NVIDIA H100 GPU set new AI benchmark records, establishing performance leadership.
NVIDIA's H100 Tensor Core GPU has delivered record-breaking results in the latest MLPerf v2.1 benchmarking tests. MLPerf v2.1, a product of MLCommons, provides benchmarking for machine learning models, software, and hardware and serves as the industry benchmark for deep learning, AI training, AI inference, and HPC. The specific test, MLPerf Inference v2.1, measures inference performance and how fast a system can process inputs and produce results using a trained model. The H100 is NVIDIA's ninth-generation data center GPU and compared to NVIDIA's previous generation A100 GPU, provides an order-of-magnitude greater performance for large-scale AI and HPC.

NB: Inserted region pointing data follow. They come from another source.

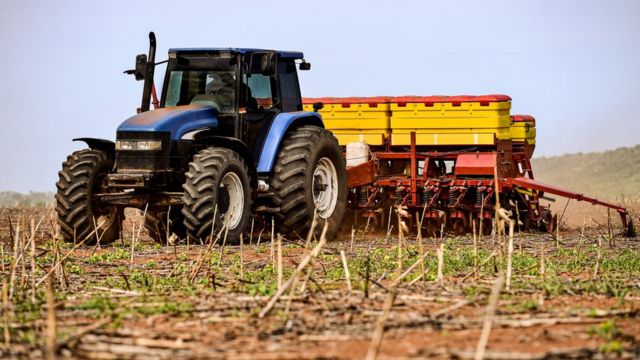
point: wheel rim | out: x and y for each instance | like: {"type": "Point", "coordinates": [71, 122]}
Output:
{"type": "Point", "coordinates": [231, 200]}
{"type": "Point", "coordinates": [325, 187]}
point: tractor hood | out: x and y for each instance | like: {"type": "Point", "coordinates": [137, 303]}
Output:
{"type": "Point", "coordinates": [177, 120]}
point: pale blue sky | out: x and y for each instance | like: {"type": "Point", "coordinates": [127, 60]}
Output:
{"type": "Point", "coordinates": [574, 65]}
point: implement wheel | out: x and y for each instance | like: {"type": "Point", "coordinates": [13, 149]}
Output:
{"type": "Point", "coordinates": [217, 182]}
{"type": "Point", "coordinates": [80, 215]}
{"type": "Point", "coordinates": [309, 176]}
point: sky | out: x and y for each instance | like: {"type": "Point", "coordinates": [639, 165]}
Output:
{"type": "Point", "coordinates": [574, 65]}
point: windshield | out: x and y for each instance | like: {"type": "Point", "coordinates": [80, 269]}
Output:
{"type": "Point", "coordinates": [212, 88]}
{"type": "Point", "coordinates": [205, 79]}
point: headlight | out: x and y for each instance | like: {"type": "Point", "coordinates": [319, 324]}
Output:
{"type": "Point", "coordinates": [144, 145]}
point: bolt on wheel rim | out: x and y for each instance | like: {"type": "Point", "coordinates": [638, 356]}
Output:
{"type": "Point", "coordinates": [325, 187]}
{"type": "Point", "coordinates": [233, 197]}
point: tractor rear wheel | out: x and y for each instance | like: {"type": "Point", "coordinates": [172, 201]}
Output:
{"type": "Point", "coordinates": [156, 224]}
{"type": "Point", "coordinates": [217, 183]}
{"type": "Point", "coordinates": [80, 215]}
{"type": "Point", "coordinates": [309, 177]}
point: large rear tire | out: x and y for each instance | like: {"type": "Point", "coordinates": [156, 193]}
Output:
{"type": "Point", "coordinates": [217, 182]}
{"type": "Point", "coordinates": [309, 176]}
{"type": "Point", "coordinates": [80, 216]}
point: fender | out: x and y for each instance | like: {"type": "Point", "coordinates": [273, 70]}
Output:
{"type": "Point", "coordinates": [281, 124]}
{"type": "Point", "coordinates": [107, 146]}
{"type": "Point", "coordinates": [235, 145]}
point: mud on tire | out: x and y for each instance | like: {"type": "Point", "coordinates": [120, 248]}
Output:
{"type": "Point", "coordinates": [83, 174]}
{"type": "Point", "coordinates": [217, 182]}
{"type": "Point", "coordinates": [300, 183]}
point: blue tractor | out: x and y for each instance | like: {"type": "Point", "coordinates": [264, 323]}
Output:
{"type": "Point", "coordinates": [227, 140]}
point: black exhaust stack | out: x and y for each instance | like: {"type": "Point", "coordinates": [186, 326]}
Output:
{"type": "Point", "coordinates": [148, 75]}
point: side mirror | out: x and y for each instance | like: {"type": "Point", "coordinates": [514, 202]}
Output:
{"type": "Point", "coordinates": [141, 66]}
{"type": "Point", "coordinates": [305, 65]}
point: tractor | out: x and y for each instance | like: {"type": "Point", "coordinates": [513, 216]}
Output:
{"type": "Point", "coordinates": [226, 140]}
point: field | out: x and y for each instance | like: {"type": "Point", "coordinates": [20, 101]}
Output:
{"type": "Point", "coordinates": [572, 295]}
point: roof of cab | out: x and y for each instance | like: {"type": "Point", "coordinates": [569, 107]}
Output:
{"type": "Point", "coordinates": [284, 54]}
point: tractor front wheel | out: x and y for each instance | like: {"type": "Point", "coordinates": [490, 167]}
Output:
{"type": "Point", "coordinates": [217, 186]}
{"type": "Point", "coordinates": [80, 215]}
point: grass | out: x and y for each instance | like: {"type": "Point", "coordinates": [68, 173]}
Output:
{"type": "Point", "coordinates": [158, 278]}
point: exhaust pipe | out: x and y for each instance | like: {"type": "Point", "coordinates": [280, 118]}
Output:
{"type": "Point", "coordinates": [148, 75]}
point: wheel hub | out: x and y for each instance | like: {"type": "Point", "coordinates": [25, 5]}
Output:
{"type": "Point", "coordinates": [231, 200]}
{"type": "Point", "coordinates": [325, 187]}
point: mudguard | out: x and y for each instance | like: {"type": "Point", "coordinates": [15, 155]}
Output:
{"type": "Point", "coordinates": [177, 120]}
{"type": "Point", "coordinates": [281, 124]}
{"type": "Point", "coordinates": [107, 146]}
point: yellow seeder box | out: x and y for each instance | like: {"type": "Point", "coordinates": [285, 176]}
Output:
{"type": "Point", "coordinates": [355, 119]}
{"type": "Point", "coordinates": [454, 120]}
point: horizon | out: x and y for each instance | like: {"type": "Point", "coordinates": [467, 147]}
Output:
{"type": "Point", "coordinates": [572, 65]}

In the Data Center category, the NVIDIA H100 Tensor Core GPU delivered the highest per-accelerator performance across every workload for both the Server and Offline tests, with up to 4.5x more performance in the Offline scenario and up to 3.9x more in the Server scenario than the A100 Tensor Core GPU. NVIDIA attributes part of the superior performance of the H100 on the BERT NLP model to its Transformer Engine. The new engine, combined with NVIDIA Hopper FP8 Tensor Cores, delivers up to 9x faster AI training and 30x faster AI inference speedups on large language models as compared to the prior generation.
Speed is particularly crucial because huge AI models can have trillions of parameters and may require months to train with that amount of data. NVIDIA's Transformer Engine provides additional speed by using 16-bit floating-point precision and a new 8-bit floating-point data format that increases Tensor Core throughput by 2x and reduces memory requirements by 2x compared to 16-bit floating-point. These improvements, plus advanced Hopper software algorithms, allow models to be trained within days or hours instead of months, enabling earlier returns on investment and faster implementation of operational improvements.
Although the H100 is the latest GPU generation, NVIDIA's prior generation A100 GPU continues to produce record results and high performance. In edge computing, NVIDIA Jetson AGX Orin, built for edge AI and robotic applications, ran every MLPerf benchmark in edge computing, winning more tests than any other low-power system-on-a-chip. Orin performed up to 5x faster than its prior-generation Jetson AGX Xavier module while delivering an average of 2x better energy efficiency, and for MLPerf v2.1, demonstrated additional energy efficiency improvements of up to 50% compared to its earlier MLPerf results in April.
The H100's first MLPerf Inference v2.1 submission set new per-accelerator performance records on all workloads in the data center scenario and delivered up to 4.5x higher performance than the A100, with increased performance resulting from Hopper architectural breakthroughs and software optimizations that leveraged the new capabilities.